Rewatched Jul 15, 2012
Joseph Belanger’s review:
From the terrifying opening shot of countless screeching bats flying across a burning red sky, it is unmistakably clear that Christopher Nolan’s BATMAN BEGINS will be nothing at all like the film incarnations that came before it. I describe it as terrifying because, like the man behind the mask of the titular character, I too am not a great fan of bats. I do however, enjoy movies about men who like to dress up in giant bat costumes quite a bit, and when I first saw Nolan’s reboot of a series that had been run deep into the ground by the previous hack of a helmer, I knew that this Batman would not only be invigorated for a new generation of fans but that it would likely go on to become the definitive incarnation of this iconic hero.
True to its title, Nolan, along with co-screenwriter, David S. Goyer (BLADE), provide the audience with a truly authentic and well-rounded origin story. What is perhaps most impressive about their take is how original it feels considering its been told so many times before. We are introduced to Bruce Wayne (Christian Bale) when he is still just a child. While playing, he falls into a cave and is attacked by a colony of bats. While this scene doesn’t pretend to show that this is where Batman was born, it does, at the very least, show us where his fascination with the winged creature came from. Cut from his first bat encounter to years later, as he takes his first steps toward becoming Batman, fighting, as Wayne in plain clothes, in a Bhutanese prison against a number of opponents, before embarking on an intensive ninja training that leads to his ability to appear invisible and his flare for the theatrical. These choices are so well rooted in believable reality that for the first time I can account for, Batman seems like someone who could actually exist.

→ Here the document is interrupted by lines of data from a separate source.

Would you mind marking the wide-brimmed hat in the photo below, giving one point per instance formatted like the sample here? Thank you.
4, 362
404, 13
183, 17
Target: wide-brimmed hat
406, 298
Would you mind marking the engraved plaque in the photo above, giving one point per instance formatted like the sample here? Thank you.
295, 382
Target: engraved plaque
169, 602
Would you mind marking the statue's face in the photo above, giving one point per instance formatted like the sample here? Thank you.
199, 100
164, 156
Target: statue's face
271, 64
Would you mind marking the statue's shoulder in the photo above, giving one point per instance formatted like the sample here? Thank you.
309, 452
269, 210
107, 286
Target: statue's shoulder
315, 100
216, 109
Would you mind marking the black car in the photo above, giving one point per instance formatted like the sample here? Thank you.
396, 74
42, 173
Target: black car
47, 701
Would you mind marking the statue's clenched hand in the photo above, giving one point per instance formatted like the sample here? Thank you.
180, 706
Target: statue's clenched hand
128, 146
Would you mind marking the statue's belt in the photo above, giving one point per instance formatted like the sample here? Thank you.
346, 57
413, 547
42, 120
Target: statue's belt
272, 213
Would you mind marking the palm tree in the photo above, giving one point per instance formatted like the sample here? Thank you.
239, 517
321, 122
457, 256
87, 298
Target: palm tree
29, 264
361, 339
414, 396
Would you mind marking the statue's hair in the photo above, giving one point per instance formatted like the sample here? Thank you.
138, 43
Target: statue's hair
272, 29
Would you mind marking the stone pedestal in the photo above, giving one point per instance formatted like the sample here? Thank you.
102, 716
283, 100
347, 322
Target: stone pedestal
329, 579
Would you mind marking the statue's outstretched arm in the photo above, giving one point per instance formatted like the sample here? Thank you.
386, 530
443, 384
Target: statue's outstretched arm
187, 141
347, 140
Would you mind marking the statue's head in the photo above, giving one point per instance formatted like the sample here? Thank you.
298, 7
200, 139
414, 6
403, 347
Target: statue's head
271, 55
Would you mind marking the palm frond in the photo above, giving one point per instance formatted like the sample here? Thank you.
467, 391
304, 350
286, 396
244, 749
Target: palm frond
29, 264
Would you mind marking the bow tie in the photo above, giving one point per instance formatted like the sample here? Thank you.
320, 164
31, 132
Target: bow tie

The main theme of BATMAN BEGINS is fear. Wayne is afraid of bats; he is afraid that ultimately he is responsible for his parents’ death; perhaps most significantly though, his fear has paralyzed him from participating in life since he was that small child. He learns, under the tutelage of Henri Ducard (Liam Neeson), not only how to face his fears but to have those same fears fuel his fury forward onto his enemies. Having found himself and a way to follow in his father’s footsteps by helping the good people of Gotham City (which is breathtaking in its glory days), Wayne grows up before our very eyes and Bale does a marvelous job at conveying this to his audience. We know he has a great spirit hidden far behind the self-imposed walls surrounding him; his supporters, and our superb supporting cast, from trusted butler and guardian, Alfred (Michael Caine) to childhood sweetheart and current Gotham City district attorney, Rachel Dawes (Katie Holmes), know what he can truly be if he lets it happen; the only person who still doesn’t see it is Wayne himself.
Just like you and I, Batman too has bats in his cave that plague him. Instead of cleaning them out though, he learns how to harness their power for the good of the many. With BATMAN BEGINS, Nolan redefines what it means to make a comic book movie. Unlike some other superheroes, Batman is just man. He just happens to have extensive training, enough money to equip himself with plenty of gadgets to take down his detractors, and a chip on his shoulder large enough to keep him doing it for the rest of his life. Nolan knows that this chip is what bonds Batman to the masses though. His mission to do right by the people of Gotham makes him a hero, but his somewhat selfish motivation to right the wrong that was done to his parents right before his eyes, taints his supposedly altruistic nature and makes him human. Batman has always been conflicted but never before has it been communicated on film in such a relatable way. And, never before, has it been so damn good.